I think the problem is that people seem to feel that the answer they are looking will be found in one place. Today's world is much more complex than the '90s and the answer you are looking for will likely be compiled from several sources. There is no right or wrong answer, just shades of gray.

This is why I think that areas of study like social network analysis will become more important over time as content like articles and web pages are simply potential 'doorways' to the actual authors. If I like what I read then I tend to trust the authors. This sense of trust acts as a filter online.

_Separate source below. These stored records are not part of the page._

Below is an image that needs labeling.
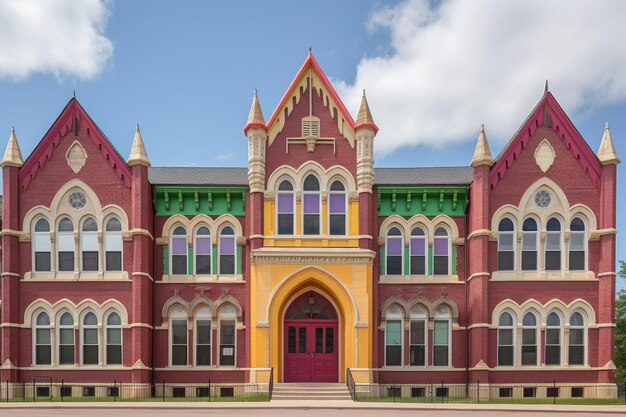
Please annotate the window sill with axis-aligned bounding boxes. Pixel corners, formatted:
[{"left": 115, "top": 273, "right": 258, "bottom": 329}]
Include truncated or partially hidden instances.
[
  {"left": 157, "top": 274, "right": 246, "bottom": 284},
  {"left": 24, "top": 271, "right": 128, "bottom": 281},
  {"left": 378, "top": 275, "right": 463, "bottom": 284},
  {"left": 491, "top": 271, "right": 597, "bottom": 281}
]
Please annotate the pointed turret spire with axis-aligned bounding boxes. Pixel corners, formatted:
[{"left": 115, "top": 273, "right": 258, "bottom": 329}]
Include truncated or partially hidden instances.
[
  {"left": 598, "top": 122, "right": 621, "bottom": 165},
  {"left": 243, "top": 88, "right": 265, "bottom": 132},
  {"left": 356, "top": 90, "right": 378, "bottom": 131},
  {"left": 0, "top": 127, "right": 24, "bottom": 168},
  {"left": 470, "top": 125, "right": 493, "bottom": 167},
  {"left": 128, "top": 123, "right": 150, "bottom": 167}
]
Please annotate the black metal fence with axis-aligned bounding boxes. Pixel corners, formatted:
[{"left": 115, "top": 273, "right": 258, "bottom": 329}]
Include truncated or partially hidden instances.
[
  {"left": 347, "top": 380, "right": 626, "bottom": 404},
  {"left": 0, "top": 378, "right": 271, "bottom": 402}
]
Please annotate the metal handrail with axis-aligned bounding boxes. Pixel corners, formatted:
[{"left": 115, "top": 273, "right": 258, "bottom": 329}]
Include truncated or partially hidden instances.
[{"left": 346, "top": 368, "right": 356, "bottom": 401}]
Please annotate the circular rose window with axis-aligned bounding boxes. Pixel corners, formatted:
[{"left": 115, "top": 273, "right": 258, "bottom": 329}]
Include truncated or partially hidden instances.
[
  {"left": 70, "top": 191, "right": 87, "bottom": 209},
  {"left": 535, "top": 190, "right": 552, "bottom": 208}
]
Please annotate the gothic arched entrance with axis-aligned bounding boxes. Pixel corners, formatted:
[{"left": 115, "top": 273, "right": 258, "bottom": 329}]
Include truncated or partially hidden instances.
[{"left": 283, "top": 291, "right": 339, "bottom": 382}]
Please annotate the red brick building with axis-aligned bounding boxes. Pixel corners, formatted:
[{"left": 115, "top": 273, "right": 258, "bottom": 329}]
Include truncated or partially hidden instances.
[{"left": 0, "top": 54, "right": 620, "bottom": 396}]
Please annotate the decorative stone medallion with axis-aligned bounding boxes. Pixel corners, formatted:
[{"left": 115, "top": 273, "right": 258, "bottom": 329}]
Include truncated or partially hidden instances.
[{"left": 535, "top": 139, "right": 556, "bottom": 172}]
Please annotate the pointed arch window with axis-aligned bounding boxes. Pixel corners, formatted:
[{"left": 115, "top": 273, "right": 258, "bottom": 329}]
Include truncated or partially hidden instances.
[
  {"left": 411, "top": 227, "right": 426, "bottom": 275},
  {"left": 171, "top": 226, "right": 187, "bottom": 275},
  {"left": 194, "top": 226, "right": 213, "bottom": 275},
  {"left": 302, "top": 174, "right": 321, "bottom": 235},
  {"left": 385, "top": 305, "right": 404, "bottom": 366},
  {"left": 567, "top": 311, "right": 585, "bottom": 365},
  {"left": 57, "top": 217, "right": 74, "bottom": 271},
  {"left": 80, "top": 217, "right": 99, "bottom": 272},
  {"left": 33, "top": 218, "right": 52, "bottom": 272},
  {"left": 82, "top": 311, "right": 99, "bottom": 365},
  {"left": 170, "top": 308, "right": 189, "bottom": 366},
  {"left": 409, "top": 306, "right": 428, "bottom": 366},
  {"left": 385, "top": 226, "right": 404, "bottom": 275},
  {"left": 498, "top": 217, "right": 515, "bottom": 271},
  {"left": 498, "top": 311, "right": 515, "bottom": 366},
  {"left": 522, "top": 217, "right": 539, "bottom": 271},
  {"left": 35, "top": 311, "right": 52, "bottom": 365},
  {"left": 569, "top": 217, "right": 587, "bottom": 271},
  {"left": 105, "top": 311, "right": 122, "bottom": 365},
  {"left": 276, "top": 180, "right": 295, "bottom": 235},
  {"left": 218, "top": 226, "right": 236, "bottom": 275},
  {"left": 433, "top": 227, "right": 450, "bottom": 275},
  {"left": 196, "top": 306, "right": 212, "bottom": 366},
  {"left": 546, "top": 217, "right": 563, "bottom": 271},
  {"left": 328, "top": 180, "right": 347, "bottom": 235},
  {"left": 59, "top": 311, "right": 75, "bottom": 365},
  {"left": 522, "top": 312, "right": 539, "bottom": 366},
  {"left": 546, "top": 312, "right": 561, "bottom": 365},
  {"left": 104, "top": 217, "right": 122, "bottom": 271}
]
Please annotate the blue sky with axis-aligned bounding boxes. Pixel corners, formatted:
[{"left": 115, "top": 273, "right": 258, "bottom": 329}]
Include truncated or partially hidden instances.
[{"left": 0, "top": 0, "right": 626, "bottom": 287}]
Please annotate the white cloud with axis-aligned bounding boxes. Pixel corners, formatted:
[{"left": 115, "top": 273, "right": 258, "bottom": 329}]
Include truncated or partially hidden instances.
[
  {"left": 0, "top": 0, "right": 113, "bottom": 80},
  {"left": 335, "top": 0, "right": 626, "bottom": 155}
]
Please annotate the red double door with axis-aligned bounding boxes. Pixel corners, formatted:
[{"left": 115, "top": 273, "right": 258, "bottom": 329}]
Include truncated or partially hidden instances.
[{"left": 284, "top": 293, "right": 339, "bottom": 382}]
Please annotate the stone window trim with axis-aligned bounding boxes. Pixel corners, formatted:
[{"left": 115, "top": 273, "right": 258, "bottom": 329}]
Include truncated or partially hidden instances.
[{"left": 490, "top": 299, "right": 595, "bottom": 368}]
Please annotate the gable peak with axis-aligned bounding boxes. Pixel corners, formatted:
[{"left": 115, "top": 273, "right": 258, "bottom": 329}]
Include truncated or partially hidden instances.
[
  {"left": 0, "top": 127, "right": 24, "bottom": 168},
  {"left": 598, "top": 122, "right": 621, "bottom": 165}
]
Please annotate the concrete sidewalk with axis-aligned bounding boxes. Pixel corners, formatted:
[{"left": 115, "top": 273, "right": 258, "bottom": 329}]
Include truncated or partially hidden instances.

I'm waiting for the day when Google returns search results that also includes the author's name and some sort of 'person ranking' like the way it does today with its page ranking algorithm. There must be some way to improve the notion of tracking web page links to include people links to add context. Even using something like the author's email address as a unique indentifier could help.

Google today uses the aggregate of clicks to return search results. I would be willing to give up some of my privacy to log into Google so that the search results factor in who I am and what I have clicked on or stored previously.

If this notion of trust works for eBay where people can do physical goods transactions why can't it work for the Internet for knowledge transactions?